I note the advice of the assisting psychiatrists and I take that into account in reaching my conclusion. I accept that at the relevant time the defendant was suffering from a mental illness, namely schizophrenia. I find, given the clear evidence of Dr Varghese, which ultimately was largely supported by the oral evidence given by Dr Puriri, that the defendant was deprived as a result of his mental illness of the capacity to control his acts. I therefore find that the defendant was of unsound mind at the relevant time.
In relation to the question of a forensic order, that is a finely balanced one in this case. The actual offending the subject of the charge is not at the more serious range of offences that come before the Court. However, the evidence of Dr Puriri is that the defendant, who is on an ITO, needs to continue to be on an ITO and it is clear that the defendant has very significant ongoing treatment issues.

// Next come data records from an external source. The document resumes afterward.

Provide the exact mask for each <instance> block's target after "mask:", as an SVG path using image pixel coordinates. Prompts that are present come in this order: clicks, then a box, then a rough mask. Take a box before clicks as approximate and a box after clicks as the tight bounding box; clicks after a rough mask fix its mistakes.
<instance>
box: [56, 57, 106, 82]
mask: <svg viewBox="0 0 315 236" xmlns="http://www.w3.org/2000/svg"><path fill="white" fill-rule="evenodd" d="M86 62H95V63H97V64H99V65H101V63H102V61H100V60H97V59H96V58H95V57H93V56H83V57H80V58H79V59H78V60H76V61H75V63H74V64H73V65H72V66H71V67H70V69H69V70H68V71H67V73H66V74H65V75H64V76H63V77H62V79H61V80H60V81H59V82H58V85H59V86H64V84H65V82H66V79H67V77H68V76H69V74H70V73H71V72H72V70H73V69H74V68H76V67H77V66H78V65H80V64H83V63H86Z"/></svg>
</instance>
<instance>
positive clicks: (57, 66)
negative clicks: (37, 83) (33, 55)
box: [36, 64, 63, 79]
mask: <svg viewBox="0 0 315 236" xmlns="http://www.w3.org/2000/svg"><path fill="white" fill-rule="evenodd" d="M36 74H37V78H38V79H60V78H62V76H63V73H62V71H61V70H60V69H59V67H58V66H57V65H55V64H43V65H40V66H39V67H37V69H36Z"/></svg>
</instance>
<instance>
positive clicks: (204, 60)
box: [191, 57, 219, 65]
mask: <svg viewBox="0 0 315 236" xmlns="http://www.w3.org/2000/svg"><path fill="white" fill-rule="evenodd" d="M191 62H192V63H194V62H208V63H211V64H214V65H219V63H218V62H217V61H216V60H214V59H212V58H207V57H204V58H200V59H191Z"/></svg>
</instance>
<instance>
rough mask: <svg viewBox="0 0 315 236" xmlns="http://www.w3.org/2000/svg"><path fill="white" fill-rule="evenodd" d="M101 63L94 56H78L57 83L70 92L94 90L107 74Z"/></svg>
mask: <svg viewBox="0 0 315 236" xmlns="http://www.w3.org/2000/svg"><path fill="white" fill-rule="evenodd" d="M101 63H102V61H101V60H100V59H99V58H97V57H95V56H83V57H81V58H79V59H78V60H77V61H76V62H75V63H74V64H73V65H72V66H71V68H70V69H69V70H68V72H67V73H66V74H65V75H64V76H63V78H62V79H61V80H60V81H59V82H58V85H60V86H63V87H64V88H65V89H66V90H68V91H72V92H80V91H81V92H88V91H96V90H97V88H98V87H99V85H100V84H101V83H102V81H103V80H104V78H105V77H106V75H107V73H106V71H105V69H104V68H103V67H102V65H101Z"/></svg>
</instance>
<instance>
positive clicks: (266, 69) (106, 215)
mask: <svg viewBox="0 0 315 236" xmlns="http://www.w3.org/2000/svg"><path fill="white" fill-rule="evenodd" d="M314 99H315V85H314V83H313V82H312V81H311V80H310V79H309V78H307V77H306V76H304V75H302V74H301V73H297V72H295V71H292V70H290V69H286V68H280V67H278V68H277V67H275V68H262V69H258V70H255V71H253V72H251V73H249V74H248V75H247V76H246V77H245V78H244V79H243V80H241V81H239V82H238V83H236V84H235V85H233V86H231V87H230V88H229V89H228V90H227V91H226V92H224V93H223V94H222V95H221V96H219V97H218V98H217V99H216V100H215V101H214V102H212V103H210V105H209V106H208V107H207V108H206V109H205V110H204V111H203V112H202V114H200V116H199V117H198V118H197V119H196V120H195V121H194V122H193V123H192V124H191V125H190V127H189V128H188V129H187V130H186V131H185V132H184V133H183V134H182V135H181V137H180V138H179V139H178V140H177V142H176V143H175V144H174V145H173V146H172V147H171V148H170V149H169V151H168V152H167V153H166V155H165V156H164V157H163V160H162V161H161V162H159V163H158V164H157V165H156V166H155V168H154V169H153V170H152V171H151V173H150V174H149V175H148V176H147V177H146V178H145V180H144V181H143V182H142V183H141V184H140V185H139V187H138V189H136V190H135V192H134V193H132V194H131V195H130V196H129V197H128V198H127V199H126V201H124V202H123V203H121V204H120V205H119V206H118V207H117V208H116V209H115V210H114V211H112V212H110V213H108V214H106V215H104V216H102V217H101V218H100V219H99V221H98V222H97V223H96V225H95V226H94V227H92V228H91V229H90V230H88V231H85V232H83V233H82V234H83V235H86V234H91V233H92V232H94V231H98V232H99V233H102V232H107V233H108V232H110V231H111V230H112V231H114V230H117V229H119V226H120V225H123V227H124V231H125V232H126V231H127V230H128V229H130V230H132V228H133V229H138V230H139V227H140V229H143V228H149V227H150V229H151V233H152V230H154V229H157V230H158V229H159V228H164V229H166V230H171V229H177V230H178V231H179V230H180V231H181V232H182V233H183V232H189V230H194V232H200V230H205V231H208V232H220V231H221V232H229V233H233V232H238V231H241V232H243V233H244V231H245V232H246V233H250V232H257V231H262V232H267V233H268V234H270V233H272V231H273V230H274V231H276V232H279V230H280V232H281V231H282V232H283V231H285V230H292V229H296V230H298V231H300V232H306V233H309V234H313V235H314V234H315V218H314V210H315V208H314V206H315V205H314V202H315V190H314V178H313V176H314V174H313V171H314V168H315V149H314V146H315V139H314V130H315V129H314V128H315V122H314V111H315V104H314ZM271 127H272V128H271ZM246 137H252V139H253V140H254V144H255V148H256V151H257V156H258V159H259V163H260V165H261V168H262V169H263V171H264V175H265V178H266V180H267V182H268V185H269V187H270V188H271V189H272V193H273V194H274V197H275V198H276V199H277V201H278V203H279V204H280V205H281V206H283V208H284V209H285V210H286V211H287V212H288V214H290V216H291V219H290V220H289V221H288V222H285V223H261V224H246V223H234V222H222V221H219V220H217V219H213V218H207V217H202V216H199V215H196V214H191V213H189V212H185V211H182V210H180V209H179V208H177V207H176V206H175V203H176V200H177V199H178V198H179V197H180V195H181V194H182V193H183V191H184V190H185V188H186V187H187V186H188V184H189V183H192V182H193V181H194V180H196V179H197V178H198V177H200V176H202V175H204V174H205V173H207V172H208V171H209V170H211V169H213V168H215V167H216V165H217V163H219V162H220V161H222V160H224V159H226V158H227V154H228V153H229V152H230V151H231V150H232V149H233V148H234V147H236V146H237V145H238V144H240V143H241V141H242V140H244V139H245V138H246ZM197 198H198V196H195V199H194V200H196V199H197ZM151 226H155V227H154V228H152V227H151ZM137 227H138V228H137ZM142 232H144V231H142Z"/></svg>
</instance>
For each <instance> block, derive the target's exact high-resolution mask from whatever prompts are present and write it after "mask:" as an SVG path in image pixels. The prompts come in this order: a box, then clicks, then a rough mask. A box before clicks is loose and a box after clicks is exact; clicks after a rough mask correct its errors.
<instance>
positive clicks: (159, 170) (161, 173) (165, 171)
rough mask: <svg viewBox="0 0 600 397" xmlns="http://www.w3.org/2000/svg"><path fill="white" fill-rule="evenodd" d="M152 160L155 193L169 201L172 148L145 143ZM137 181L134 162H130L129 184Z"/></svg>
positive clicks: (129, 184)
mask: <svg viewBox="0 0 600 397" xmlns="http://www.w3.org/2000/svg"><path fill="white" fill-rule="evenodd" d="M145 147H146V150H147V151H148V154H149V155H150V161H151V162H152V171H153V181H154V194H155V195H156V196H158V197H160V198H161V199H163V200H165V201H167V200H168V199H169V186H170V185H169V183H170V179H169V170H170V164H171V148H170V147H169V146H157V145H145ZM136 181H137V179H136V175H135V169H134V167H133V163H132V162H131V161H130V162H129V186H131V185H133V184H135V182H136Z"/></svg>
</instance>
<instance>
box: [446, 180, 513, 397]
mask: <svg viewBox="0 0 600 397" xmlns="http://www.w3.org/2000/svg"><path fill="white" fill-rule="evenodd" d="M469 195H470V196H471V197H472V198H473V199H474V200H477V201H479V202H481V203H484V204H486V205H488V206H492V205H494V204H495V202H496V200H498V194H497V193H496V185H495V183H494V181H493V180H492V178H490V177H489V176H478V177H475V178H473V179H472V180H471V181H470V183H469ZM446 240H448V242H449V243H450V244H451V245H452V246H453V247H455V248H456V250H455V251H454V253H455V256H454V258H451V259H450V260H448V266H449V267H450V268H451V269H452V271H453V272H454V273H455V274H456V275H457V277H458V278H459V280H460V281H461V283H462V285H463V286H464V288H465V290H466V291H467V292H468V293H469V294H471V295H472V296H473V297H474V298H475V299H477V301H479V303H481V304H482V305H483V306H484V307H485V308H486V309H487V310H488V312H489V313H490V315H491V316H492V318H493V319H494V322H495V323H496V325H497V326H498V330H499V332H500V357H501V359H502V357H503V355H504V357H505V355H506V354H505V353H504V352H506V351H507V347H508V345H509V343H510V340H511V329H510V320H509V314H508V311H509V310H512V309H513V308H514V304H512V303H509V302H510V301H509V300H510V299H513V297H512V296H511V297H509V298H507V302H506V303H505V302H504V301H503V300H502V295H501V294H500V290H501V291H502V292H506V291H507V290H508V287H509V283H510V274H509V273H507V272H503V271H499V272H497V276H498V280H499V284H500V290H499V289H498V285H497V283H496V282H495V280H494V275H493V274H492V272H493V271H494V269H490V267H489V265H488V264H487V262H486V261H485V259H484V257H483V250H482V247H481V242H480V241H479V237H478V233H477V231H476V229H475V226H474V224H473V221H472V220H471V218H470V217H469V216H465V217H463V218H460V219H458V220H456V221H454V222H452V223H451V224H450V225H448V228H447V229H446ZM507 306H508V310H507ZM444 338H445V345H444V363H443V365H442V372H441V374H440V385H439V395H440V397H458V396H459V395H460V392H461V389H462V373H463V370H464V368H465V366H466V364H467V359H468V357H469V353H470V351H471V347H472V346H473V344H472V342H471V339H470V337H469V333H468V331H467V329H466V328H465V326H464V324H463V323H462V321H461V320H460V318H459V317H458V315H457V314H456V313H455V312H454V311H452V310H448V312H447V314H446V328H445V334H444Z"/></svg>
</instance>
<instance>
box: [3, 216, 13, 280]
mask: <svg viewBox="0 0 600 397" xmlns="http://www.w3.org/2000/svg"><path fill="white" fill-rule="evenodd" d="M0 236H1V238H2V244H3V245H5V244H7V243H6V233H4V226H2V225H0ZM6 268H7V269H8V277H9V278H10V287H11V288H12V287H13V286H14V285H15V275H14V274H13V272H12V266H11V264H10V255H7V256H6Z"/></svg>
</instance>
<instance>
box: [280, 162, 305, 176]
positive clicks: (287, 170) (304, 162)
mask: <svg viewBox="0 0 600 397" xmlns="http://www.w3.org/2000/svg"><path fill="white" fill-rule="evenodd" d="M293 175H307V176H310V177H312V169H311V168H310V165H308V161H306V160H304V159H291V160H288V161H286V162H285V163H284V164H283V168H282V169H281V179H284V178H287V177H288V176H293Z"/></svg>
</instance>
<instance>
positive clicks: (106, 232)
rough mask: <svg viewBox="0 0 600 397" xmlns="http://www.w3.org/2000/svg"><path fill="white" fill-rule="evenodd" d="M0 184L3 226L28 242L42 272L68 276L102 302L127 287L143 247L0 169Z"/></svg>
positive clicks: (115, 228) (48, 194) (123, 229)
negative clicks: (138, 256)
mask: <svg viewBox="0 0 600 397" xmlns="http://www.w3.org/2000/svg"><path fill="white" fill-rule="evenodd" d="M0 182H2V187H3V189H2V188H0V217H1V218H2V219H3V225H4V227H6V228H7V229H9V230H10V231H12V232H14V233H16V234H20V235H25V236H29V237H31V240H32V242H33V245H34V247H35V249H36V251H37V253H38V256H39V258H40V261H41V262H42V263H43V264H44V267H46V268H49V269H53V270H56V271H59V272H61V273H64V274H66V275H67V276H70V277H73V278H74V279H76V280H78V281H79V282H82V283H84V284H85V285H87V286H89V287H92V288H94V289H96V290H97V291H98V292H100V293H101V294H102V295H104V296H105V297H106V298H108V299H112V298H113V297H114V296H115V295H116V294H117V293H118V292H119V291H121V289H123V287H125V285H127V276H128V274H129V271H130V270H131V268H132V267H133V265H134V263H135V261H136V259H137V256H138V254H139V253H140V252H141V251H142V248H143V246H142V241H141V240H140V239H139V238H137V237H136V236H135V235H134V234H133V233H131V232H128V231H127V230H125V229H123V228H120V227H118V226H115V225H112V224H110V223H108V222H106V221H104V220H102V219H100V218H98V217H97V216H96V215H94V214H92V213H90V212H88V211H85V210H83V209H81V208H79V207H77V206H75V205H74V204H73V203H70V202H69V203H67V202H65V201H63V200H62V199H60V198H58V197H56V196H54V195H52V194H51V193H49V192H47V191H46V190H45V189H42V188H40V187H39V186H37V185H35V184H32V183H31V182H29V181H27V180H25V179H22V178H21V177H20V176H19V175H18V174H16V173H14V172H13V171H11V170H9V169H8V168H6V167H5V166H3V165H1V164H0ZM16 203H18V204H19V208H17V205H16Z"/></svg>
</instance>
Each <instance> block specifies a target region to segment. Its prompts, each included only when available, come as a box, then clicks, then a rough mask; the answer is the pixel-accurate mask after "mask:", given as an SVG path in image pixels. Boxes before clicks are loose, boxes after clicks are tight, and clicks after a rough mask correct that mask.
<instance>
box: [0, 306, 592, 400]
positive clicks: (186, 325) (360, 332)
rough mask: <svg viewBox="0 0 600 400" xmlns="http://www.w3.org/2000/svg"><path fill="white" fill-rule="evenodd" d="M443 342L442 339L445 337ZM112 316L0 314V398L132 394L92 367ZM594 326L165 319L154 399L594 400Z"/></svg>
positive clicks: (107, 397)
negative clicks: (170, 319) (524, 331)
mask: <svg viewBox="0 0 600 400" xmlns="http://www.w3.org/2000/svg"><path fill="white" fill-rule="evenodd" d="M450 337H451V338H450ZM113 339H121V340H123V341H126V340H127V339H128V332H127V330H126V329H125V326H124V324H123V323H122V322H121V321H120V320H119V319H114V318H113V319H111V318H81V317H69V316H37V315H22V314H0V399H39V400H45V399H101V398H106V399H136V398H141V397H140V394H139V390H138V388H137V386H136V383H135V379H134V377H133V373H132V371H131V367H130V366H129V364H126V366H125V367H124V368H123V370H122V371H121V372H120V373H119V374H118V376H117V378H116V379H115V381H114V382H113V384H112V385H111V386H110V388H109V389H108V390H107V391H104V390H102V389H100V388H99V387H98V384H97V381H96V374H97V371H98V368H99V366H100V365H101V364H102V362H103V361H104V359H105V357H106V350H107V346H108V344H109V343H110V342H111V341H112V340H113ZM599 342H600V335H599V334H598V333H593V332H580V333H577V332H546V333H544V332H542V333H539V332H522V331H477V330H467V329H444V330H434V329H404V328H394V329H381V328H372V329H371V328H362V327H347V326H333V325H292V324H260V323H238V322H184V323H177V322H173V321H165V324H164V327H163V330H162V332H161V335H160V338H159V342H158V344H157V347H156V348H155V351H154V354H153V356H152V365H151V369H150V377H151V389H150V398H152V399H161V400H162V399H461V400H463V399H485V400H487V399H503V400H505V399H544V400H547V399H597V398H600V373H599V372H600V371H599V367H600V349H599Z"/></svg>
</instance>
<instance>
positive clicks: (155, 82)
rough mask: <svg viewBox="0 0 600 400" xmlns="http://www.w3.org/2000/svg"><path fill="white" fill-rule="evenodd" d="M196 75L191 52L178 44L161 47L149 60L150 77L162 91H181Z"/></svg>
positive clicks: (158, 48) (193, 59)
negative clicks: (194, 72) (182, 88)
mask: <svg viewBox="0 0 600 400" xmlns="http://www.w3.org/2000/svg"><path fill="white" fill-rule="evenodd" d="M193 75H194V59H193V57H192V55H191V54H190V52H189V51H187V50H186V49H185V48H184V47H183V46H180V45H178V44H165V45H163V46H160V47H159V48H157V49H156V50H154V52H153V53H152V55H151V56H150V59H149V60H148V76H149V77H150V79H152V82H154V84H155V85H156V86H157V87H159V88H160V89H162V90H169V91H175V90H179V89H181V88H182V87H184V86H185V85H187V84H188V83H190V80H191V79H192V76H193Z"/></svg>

Additionally, there has been a history of non-compliance and abuse of illicit substances which has exacerbated his mental illness. Whilst he is currently well-engaged and supported in the community both by Mental Health Services and his family, that position may alter. But there is also the further complicating aspect of the defendant suffering from a physical illness which will require medication and which may well impact upon the medication for his mental illness. In those circumstances, I consider that it is appropriate that a forensic order be made.
I order that the defendant be detained to the Redcliffe/Caboolture Authorised Mental Health Service. I approve limited community treatment to commence immediately on the conditions contained in the submission from the defendant's legal representatives.